Tartuffe, or The Imposter (occasionally The Hypocrite), premiered at Versailles in 1664 and was immediately banned by the French religious authorities for openly criticising the hypocritical and materialistic attitudes of the Church. No doubt, despite being a satire, Molière’s narrative was on the heavy side but Roger McGough has stamped on it his own special brand – in the same way he would later with his re-working of Molière’s last play, The Hypochondriac – on it by returning to the original rhyming dialogue. For about fifteen minutes, this sing-song style of delivery has an air of the Panto fairy about it but the brain quickly attunes and the rhythmic measure soon becomes the norm.

Gemma Bodinetz directs her expert cast with skill and there is genuinely not one below-par performance to be identified. However, special mention must surely go to Colin Tierney, who sublimely delivers a malodorous, repulsive monster of a man in Tartuffe, and to Hiran Abeysekera as effete young beau Valere, whose death defying grand jeté across the not inconsiderable performance area is worthy of recognition in itself.

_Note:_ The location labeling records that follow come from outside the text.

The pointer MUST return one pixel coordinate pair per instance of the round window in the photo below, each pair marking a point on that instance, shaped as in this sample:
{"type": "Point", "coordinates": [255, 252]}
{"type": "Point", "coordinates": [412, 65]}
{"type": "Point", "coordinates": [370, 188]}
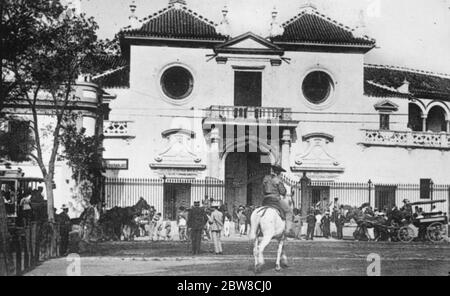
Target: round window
{"type": "Point", "coordinates": [317, 87]}
{"type": "Point", "coordinates": [177, 82]}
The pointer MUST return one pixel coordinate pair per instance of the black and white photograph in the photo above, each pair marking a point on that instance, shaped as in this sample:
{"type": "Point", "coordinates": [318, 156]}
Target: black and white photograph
{"type": "Point", "coordinates": [207, 139]}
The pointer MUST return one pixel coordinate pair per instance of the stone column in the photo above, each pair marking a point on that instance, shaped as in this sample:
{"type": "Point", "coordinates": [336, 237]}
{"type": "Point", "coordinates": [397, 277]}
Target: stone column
{"type": "Point", "coordinates": [89, 125]}
{"type": "Point", "coordinates": [305, 202]}
{"type": "Point", "coordinates": [286, 149]}
{"type": "Point", "coordinates": [214, 157]}
{"type": "Point", "coordinates": [424, 123]}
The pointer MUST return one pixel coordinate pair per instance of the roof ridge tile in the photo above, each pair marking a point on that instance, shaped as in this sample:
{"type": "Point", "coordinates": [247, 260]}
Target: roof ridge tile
{"type": "Point", "coordinates": [411, 70]}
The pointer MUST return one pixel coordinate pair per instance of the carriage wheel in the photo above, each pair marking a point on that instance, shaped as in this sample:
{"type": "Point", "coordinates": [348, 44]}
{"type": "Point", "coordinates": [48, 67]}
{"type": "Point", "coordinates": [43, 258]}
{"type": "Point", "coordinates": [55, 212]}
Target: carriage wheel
{"type": "Point", "coordinates": [405, 234]}
{"type": "Point", "coordinates": [436, 232]}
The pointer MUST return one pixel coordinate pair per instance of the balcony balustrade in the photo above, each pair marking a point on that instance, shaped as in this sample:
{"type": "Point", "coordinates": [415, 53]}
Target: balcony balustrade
{"type": "Point", "coordinates": [407, 139]}
{"type": "Point", "coordinates": [117, 129]}
{"type": "Point", "coordinates": [249, 113]}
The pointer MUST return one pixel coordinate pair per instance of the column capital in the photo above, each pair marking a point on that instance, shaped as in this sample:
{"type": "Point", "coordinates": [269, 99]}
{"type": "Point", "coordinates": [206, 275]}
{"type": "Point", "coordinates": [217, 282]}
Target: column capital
{"type": "Point", "coordinates": [214, 135]}
{"type": "Point", "coordinates": [286, 137]}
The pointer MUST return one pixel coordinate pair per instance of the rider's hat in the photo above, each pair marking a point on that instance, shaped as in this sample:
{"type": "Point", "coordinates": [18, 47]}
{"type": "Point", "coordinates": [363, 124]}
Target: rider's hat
{"type": "Point", "coordinates": [276, 167]}
{"type": "Point", "coordinates": [215, 204]}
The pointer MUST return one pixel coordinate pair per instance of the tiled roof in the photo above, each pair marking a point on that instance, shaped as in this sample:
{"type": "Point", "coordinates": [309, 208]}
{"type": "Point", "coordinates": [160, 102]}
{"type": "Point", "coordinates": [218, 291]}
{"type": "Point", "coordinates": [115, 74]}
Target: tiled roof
{"type": "Point", "coordinates": [176, 22]}
{"type": "Point", "coordinates": [310, 26]}
{"type": "Point", "coordinates": [383, 81]}
{"type": "Point", "coordinates": [113, 72]}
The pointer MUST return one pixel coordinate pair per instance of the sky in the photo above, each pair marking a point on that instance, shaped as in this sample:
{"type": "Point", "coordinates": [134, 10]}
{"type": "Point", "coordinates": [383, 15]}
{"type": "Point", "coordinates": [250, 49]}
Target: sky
{"type": "Point", "coordinates": [409, 33]}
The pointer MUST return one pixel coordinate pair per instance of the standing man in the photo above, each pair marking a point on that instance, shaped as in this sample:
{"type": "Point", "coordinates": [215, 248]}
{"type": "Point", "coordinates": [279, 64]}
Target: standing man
{"type": "Point", "coordinates": [216, 222]}
{"type": "Point", "coordinates": [65, 228]}
{"type": "Point", "coordinates": [87, 219]}
{"type": "Point", "coordinates": [340, 225]}
{"type": "Point", "coordinates": [274, 192]}
{"type": "Point", "coordinates": [325, 222]}
{"type": "Point", "coordinates": [311, 221]}
{"type": "Point", "coordinates": [297, 224]}
{"type": "Point", "coordinates": [196, 222]}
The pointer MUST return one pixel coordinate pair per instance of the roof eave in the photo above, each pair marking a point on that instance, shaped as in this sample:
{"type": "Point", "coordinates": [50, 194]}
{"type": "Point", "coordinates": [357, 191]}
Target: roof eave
{"type": "Point", "coordinates": [286, 45]}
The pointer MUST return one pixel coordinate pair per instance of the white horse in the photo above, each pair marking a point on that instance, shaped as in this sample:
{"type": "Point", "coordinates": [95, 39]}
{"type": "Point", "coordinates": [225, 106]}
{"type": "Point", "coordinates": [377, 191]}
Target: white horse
{"type": "Point", "coordinates": [266, 222]}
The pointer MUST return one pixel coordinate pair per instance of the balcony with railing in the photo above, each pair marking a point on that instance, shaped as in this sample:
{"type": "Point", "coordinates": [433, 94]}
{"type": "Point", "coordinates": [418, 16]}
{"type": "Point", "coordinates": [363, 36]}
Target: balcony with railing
{"type": "Point", "coordinates": [118, 129]}
{"type": "Point", "coordinates": [249, 115]}
{"type": "Point", "coordinates": [249, 112]}
{"type": "Point", "coordinates": [407, 139]}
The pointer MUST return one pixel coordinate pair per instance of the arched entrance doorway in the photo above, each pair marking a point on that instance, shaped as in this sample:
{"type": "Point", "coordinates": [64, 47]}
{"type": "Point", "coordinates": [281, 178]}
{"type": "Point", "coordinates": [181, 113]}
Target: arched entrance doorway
{"type": "Point", "coordinates": [415, 117]}
{"type": "Point", "coordinates": [436, 120]}
{"type": "Point", "coordinates": [244, 172]}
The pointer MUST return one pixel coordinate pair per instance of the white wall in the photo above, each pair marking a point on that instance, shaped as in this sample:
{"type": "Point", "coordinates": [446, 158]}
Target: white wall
{"type": "Point", "coordinates": [145, 104]}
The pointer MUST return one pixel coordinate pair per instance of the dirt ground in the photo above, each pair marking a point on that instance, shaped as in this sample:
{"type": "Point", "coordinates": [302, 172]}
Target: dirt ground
{"type": "Point", "coordinates": [320, 257]}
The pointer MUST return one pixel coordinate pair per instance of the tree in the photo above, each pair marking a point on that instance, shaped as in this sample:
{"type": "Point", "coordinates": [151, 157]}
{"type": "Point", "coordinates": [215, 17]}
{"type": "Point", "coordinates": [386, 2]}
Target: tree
{"type": "Point", "coordinates": [42, 73]}
{"type": "Point", "coordinates": [83, 155]}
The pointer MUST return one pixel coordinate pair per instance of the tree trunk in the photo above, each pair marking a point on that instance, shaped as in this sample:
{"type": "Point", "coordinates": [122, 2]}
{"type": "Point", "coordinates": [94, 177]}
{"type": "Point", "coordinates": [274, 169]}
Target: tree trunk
{"type": "Point", "coordinates": [3, 239]}
{"type": "Point", "coordinates": [50, 200]}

In the best comedic spirit, Molière would surely appreciate the frequent nods to ‘Allo ‘Allo as English maxims are imperfectly translated and drenched in cod French accents (“Ze ‘ogs, zay moost take to ze air”), and McGough’s delicious and shameless pulverising of poetic language, for example, rhyming “interloper” with “faux-pas”. The writer’s background as a performance poet is self-evident and the 10-strong cast are clearly relishing their time on stage, despite the dates at Ipswich’s New Wolsey Theatre being the penultimate stop on a robust tour.

It has to be suggested that the sycophantic dénouement will have the contemporary audience gagging with disbelief but, given the times and the much sought-after royal patronage, Molière cannot be pilloried for this lapse and certainly not Roger McGough. We have little sympathy for Tartuffe’s victim, Orgon, in the latter’s stupidity and perhaps even less for his family, who slide from well-heeled to no-heeled at the scratch of a pen. Bodinetz plays up Orgon’s possible romantic attraction to his charismatic foundling but, whatever else, Tartuffe’s lechery is purely aimed at the females of the house.

Ruari Murchison’s set is a gilt-edged triumph dominated by walls of tarnished mirror, which offers the vista a depth that frames the action perfectly and bounces Colin Grenfell’s glorious lighting palette around the stage and provides a credible 17th Century affluent Parisian household.

An absolute delight from start to finish.